Beynimizin bu şekilde çalışmasını sağlayan en önemli etkenler, beynin karmaşık kimyası ve temel beyin hücreleri olan nöronların (sinir hücresi) oluşturduğu karmaşık ağdır. İnsan beyninde milyarlarca nöron bulunur. Bunlar akson adı verilen uzun lifler yoluyla birbirine bilgi gönderirken, dendrit adı verilen lifler yoluyla birbirinden bilgi alır. Dallı bir yapısı olan bu dendritler sayesinde tek bir nöron başka nöronlarla binlerce bağlantı kurar. Sonuçta beyindeki bağlantı sayısı astronomik rakamlara ulaşır. Dahası nöron ve dendritlerden oluşan bu sık ağdaki bağlantılar gelişigüzel oluşmaz, her kısmın nereye bağlanacağı bellidir. Kısacası beynimizde olağanüstü bir iletişim ağı kurulmuştur.

Bunu biraz açıklar mısınız?

Bu ağ hem bebeğin rahimdeki gelişimi sırasında hem de doğumdan sonra son derece düzenli şekilde oluşur. Nöronlar liflerini belki sadece birkaç santimetre uzakta olan başka nöronlara doğru uzatır. Ama bu birkaç santimetrelik mesafe, hücresel düzeyde çok büyük bir mesafedir. Ayrıca lifin hedefi bazen sadece belirli bir nöron değil, nöronun belirli bir kısmıdır.

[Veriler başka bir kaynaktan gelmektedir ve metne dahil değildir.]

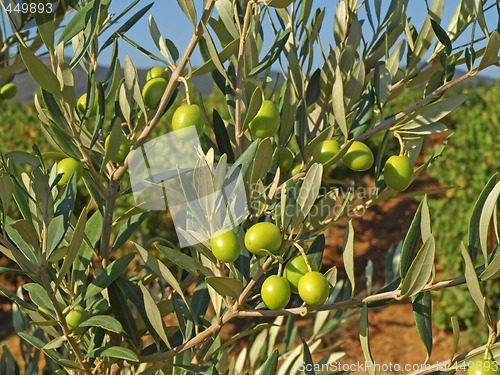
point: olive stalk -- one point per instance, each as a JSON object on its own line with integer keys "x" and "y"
{"x": 239, "y": 77}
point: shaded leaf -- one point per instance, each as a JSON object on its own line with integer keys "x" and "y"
{"x": 40, "y": 73}
{"x": 472, "y": 281}
{"x": 108, "y": 275}
{"x": 364, "y": 338}
{"x": 474, "y": 227}
{"x": 422, "y": 311}
{"x": 271, "y": 365}
{"x": 154, "y": 315}
{"x": 420, "y": 270}
{"x": 105, "y": 322}
{"x": 348, "y": 256}
{"x": 120, "y": 352}
{"x": 273, "y": 54}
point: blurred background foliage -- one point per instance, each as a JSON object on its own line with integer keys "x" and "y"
{"x": 472, "y": 156}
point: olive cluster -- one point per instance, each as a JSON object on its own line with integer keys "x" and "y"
{"x": 300, "y": 276}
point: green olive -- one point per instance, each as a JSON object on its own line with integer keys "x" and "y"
{"x": 358, "y": 157}
{"x": 263, "y": 236}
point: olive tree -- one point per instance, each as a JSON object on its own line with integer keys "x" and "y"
{"x": 251, "y": 185}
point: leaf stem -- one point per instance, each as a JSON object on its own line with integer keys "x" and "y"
{"x": 238, "y": 90}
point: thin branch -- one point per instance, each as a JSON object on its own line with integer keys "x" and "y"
{"x": 446, "y": 365}
{"x": 395, "y": 294}
{"x": 239, "y": 76}
{"x": 50, "y": 291}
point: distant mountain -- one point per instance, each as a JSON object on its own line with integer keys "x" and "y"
{"x": 204, "y": 84}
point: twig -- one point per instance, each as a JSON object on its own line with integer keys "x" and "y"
{"x": 239, "y": 76}
{"x": 347, "y": 303}
{"x": 446, "y": 365}
{"x": 46, "y": 284}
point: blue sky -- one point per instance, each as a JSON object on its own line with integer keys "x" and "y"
{"x": 174, "y": 25}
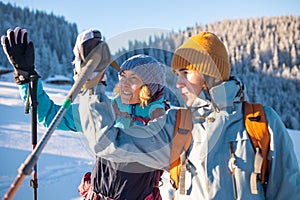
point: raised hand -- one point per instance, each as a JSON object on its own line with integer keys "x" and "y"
{"x": 20, "y": 54}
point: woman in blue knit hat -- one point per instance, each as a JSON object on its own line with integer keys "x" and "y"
{"x": 139, "y": 99}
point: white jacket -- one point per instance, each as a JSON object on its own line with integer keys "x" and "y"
{"x": 208, "y": 175}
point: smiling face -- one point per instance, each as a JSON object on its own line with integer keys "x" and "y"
{"x": 130, "y": 86}
{"x": 190, "y": 84}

Nörondan çıkan yeni lifin hedefine ulaşması için, bir bakıma ona kimyasal tabelalar kılavuzluk eder. Bu tabelalarda “dur”, “git”, “dön” gibi komutlar vardır. Böyle net talimatlar olmasaydı büyüyen lifler bir süre sonra yollarını kaybederdi. DNA’mızda yazan talimatlardan başlayarak tüm bu süreç tam bir uyum içinde işler.

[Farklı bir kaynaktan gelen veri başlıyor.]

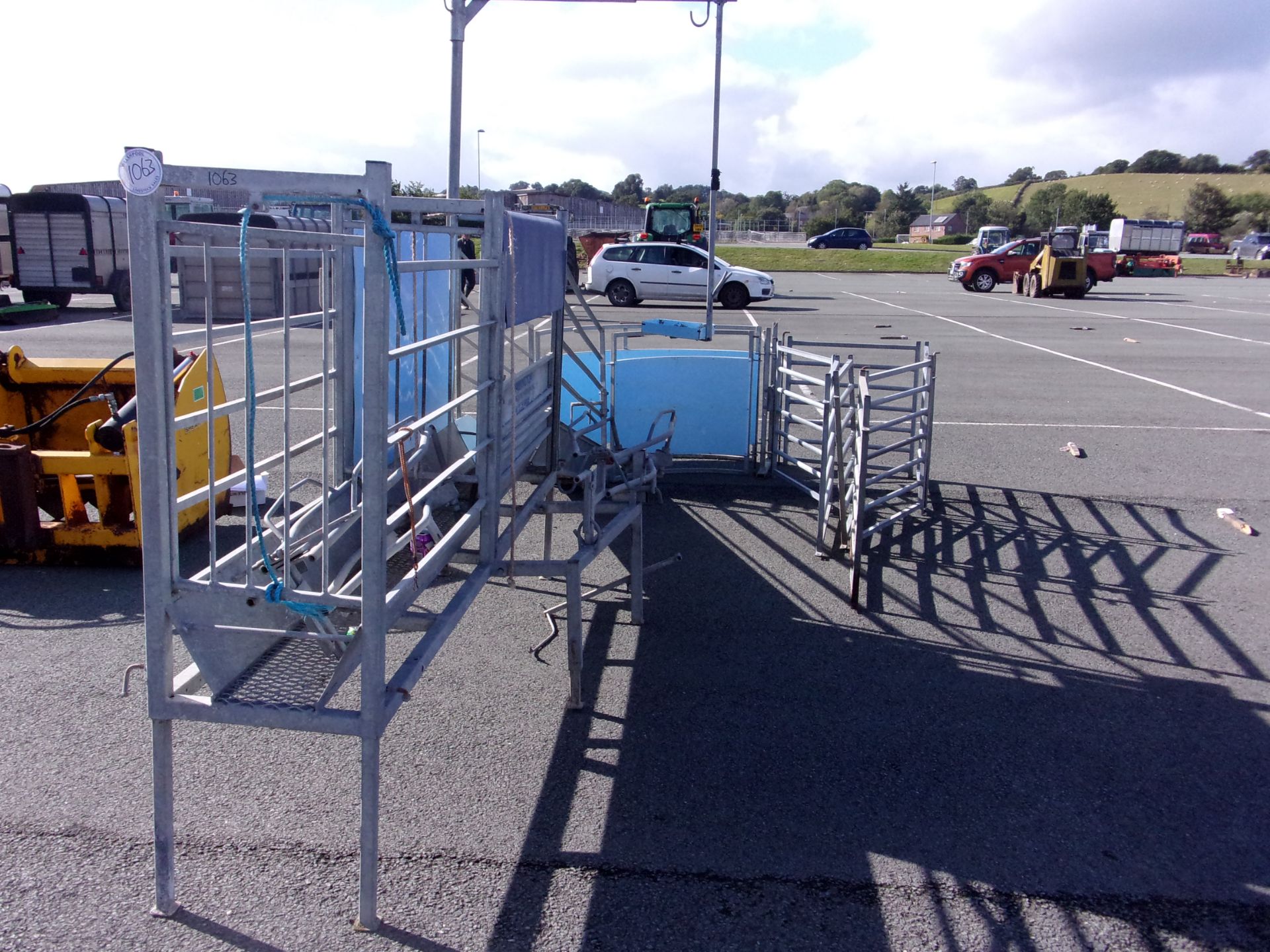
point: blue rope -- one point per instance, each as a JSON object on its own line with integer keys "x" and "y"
{"x": 380, "y": 225}
{"x": 275, "y": 590}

Bunları söylüyorum ama aslında beynin gelişimini ve işleyişini tam olarak anlamaktan çok uzağız. Örneğin anıların, duyguların ve düşüncelerin nasıl oluştuğunu tam bilmiyoruz. Beynin olağanüstü işleyişi ve gelişimi bir yana, bence sadece beynin çalışması bile bizimkinden çok daha üstün bir aklın varlığına işaret ediyor.

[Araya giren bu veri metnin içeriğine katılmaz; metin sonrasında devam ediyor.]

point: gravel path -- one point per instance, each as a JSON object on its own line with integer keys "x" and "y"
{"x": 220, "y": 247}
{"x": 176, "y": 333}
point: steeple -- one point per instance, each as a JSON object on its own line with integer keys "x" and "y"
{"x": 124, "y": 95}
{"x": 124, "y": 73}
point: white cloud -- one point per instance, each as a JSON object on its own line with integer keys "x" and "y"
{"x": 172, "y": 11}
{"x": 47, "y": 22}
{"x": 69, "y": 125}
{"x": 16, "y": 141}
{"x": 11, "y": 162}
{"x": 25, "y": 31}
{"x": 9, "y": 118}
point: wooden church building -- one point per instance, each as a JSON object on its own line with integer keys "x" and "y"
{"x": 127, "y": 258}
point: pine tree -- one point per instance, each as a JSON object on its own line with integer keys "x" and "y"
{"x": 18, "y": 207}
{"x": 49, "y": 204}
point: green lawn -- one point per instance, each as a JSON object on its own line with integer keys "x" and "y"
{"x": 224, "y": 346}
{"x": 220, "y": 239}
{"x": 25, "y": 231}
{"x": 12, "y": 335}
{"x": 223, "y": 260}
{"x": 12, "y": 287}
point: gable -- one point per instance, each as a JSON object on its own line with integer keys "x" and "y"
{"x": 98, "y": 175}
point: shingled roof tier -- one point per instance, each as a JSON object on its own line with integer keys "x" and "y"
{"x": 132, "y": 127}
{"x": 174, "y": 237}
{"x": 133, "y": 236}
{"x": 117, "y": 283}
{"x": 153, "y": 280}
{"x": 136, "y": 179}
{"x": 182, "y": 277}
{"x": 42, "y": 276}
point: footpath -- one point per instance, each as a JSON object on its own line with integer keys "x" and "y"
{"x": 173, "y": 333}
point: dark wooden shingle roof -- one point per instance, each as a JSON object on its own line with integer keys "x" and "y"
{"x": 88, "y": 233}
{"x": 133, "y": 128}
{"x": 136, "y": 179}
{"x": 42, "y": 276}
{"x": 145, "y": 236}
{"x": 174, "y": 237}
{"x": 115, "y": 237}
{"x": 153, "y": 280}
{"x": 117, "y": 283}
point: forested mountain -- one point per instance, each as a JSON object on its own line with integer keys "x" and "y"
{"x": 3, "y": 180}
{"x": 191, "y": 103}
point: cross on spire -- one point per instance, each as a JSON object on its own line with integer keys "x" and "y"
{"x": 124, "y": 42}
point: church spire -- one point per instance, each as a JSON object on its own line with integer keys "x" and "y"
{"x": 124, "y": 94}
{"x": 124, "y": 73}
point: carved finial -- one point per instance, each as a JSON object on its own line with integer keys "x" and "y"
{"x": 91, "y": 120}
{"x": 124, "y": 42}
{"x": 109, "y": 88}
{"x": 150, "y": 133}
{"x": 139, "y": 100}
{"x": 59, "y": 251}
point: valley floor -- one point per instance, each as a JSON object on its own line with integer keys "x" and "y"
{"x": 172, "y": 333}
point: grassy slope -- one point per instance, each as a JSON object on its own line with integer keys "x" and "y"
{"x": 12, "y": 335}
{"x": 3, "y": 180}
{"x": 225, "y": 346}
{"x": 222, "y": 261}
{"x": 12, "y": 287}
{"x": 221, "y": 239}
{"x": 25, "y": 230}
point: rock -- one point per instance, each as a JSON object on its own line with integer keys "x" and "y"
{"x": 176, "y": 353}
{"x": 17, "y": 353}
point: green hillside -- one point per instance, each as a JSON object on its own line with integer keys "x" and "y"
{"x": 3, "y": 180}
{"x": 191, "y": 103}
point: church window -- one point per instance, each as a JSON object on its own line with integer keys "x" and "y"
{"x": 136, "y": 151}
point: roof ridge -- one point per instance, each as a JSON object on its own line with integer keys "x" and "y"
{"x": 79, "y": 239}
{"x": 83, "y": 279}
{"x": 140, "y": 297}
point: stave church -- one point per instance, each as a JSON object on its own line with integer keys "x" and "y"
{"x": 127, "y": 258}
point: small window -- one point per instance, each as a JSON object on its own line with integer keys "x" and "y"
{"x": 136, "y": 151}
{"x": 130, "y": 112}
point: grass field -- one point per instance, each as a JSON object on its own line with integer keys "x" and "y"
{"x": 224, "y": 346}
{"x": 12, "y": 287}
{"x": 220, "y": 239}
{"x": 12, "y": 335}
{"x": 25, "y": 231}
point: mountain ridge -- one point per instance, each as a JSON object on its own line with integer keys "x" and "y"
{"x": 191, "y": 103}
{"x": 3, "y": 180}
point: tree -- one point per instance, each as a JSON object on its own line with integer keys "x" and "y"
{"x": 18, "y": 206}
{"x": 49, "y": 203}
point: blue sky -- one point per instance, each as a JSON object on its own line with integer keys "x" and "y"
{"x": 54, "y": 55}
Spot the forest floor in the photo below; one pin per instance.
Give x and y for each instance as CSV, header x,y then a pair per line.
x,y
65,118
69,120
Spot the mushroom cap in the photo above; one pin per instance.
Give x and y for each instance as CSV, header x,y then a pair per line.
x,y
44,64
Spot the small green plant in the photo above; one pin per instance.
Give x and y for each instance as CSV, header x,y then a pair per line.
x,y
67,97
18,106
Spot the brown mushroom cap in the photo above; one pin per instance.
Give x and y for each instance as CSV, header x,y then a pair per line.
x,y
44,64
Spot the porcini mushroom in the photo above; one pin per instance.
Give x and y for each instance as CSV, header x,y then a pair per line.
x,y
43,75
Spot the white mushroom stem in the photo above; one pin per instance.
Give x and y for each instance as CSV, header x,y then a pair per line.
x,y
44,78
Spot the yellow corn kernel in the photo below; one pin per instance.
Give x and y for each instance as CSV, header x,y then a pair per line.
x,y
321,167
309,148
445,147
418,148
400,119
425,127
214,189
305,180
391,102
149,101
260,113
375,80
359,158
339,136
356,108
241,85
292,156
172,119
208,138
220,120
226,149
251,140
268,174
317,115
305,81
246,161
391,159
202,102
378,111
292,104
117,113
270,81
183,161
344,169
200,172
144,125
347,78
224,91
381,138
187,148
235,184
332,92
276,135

Neden Yehova’nın Şahidi olmaya karar verdiniz?

Şahitler bana Kutsal Kitabın Tanrı’nın Sözü olduğuna dair kanıtlar sundu. Örneğin Kutsal Kitabın bir bilim kitabı olmadığı halde, bilimsel konulara değindiğinde doğru bilgi verdiğini gördüm. Önceden bildirdiği olayların gerçekleştiğini öğrendim. Kutsal Kitaptan öğrendiklerini uygulayanların hayatlarında çok güzel değişimler olduğunu fark ettim. Benim hayatım da bunun bir kanıtı. 1973’te Yehova’nın Şahidi olduğumdan beri Kutsal Kitap benim yaşam rehberim. Bu sayede artık gerçekten anlamlı ve doyum veren bir hayatım var.